When one is young it seems like a very strange and safe place,
But now that I have changed it feels merely odd, cold
And full of interest.
          --John Ashbery, "A Wave"

Sometimes I sense that to put real confidence in my memory I have to get to the end of all rememberings. That seems to say that I forego remembering. And now that strikes me as an accurate description of what it is to have confidence in one's memory.

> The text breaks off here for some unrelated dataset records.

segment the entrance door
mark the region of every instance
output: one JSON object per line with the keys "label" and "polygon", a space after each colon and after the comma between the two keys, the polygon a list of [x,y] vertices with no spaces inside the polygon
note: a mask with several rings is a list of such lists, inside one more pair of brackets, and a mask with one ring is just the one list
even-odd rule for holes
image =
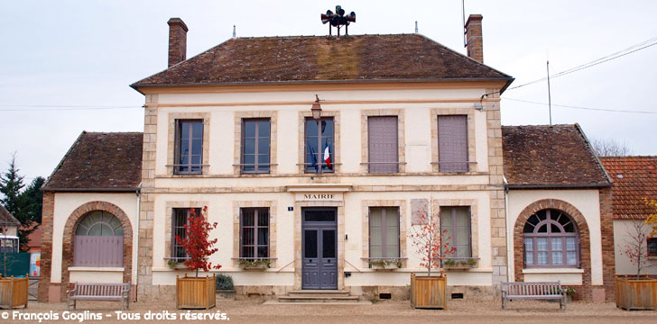
{"label": "entrance door", "polygon": [[304,208],[301,219],[301,288],[338,289],[337,209]]}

          --Stanley Cavell, The Claim of Reason


Tuesday, November 07, 2006
I remember writing in my graph-paper Composition book journal "Sixteen today," with a kind of wistfulness, on my sixteenth birthday (November 7th). I was wistful about Belinda. It was a few weeks after
this day which of course didn't pan out. By now she was going with the close-on-the-attendance-sheet Bill F, and not me. I remember seeing my cousin Zlata that day. She'd just started at my school, a year or two back. I was sitting in the common area, at the top of the stairs with my journal open, writing the "Sixteen today" entry. She had a nice smile, and was just about to be part of her own group there and not need me to be nice to her any more. I registered how pretty she was, but I was more interested in being saturated with hopeful melancholy about Belinda. I think I got the tone with which I meant to infuse "sixteen today" out of Death of the Heart, which we read in a class that I took partly because a lot of Belinda's group was in it: "So I am with them, in London." (I mention this in the same entry.) It was a good tone for the writer I wanted to be writing the journals of.